Weathering the Waves: A Better Approach to Market Volatility Part 1
May 01, 2025(Part 1)
Volatility is a feature of the markets, not a flaw.
We know this intellectually, but emotionally, it can still shake us. Market headlines shift by the hour, news cycles stir anxiety, and when portfolios wobble, many investors begin to wonder whether their plan is still sound.
Here’s the truth: if volatility is making you feel uneasy, it’s likely a sign your plan isn’t optimized—or you don’t fully understand it.
Your holistic plan should be built with clarity around the certainties. That includes volatility. Not just the possibility of it—but the inevitability of it. That means when markets dip (or dive), you don’t need to feel like you're in a free fall.

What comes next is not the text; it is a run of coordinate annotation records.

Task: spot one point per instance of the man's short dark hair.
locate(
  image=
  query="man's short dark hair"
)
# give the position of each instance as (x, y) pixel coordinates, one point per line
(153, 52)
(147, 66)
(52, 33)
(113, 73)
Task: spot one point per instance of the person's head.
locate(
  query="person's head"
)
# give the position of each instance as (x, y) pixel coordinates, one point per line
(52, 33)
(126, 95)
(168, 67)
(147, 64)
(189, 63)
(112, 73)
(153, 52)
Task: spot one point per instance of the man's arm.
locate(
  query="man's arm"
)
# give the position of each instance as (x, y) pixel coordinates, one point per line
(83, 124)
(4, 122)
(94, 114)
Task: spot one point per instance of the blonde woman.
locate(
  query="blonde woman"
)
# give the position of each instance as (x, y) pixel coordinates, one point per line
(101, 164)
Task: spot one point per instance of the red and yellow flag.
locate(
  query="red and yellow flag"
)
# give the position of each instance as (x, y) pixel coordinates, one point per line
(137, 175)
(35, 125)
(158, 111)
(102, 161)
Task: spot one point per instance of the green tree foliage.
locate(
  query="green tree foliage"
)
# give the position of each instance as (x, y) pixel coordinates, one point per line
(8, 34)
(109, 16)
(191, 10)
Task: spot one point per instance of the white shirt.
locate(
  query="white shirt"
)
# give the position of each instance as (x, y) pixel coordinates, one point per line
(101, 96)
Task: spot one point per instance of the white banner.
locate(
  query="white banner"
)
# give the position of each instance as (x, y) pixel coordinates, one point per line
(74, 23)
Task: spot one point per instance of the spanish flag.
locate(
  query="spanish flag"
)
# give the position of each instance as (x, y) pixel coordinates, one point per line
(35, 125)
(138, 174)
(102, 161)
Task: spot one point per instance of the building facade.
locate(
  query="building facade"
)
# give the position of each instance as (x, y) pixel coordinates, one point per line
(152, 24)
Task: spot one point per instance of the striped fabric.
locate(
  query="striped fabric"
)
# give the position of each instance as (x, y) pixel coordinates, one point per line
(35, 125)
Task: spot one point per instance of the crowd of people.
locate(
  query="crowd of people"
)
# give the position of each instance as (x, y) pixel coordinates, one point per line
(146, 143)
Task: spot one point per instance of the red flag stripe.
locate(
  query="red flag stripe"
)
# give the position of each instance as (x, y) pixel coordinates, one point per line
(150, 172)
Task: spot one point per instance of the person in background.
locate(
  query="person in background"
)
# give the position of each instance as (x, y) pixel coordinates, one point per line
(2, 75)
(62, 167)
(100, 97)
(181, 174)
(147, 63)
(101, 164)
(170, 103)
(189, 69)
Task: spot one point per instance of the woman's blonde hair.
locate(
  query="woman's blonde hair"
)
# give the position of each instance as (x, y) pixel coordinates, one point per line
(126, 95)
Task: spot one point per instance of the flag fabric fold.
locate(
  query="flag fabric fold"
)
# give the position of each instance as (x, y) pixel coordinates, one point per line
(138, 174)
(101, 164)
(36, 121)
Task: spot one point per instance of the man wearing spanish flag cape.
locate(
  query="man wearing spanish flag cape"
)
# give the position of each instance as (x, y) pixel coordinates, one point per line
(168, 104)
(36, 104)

You can’t predict the markets, but you can prepare for them. That preparation requires ongoing oversight, monitoring, and intentional recalibration. A defined process is built around this, although most families, while desiring a defined process, struggle with building, maintaining, and following it.
Zoom Out: Volatility Isn’t New
When you zoom out, the market's history becomes a story of recovery and long-term growth. COVID, wars, elections, tariffs—these events have all tested investors. And yet, in each case, the market eventually rebounded.
If your plan is designed only for "good weather," it’s time for a more robust framework, especially if you are a successful entrepreneur, do-it-yourself investor or high-net-worth family. One that reflects reality. Plan with the assumption that storms will come. That way, when they do, you’re not scrambling for shelter—you’re already safe inside.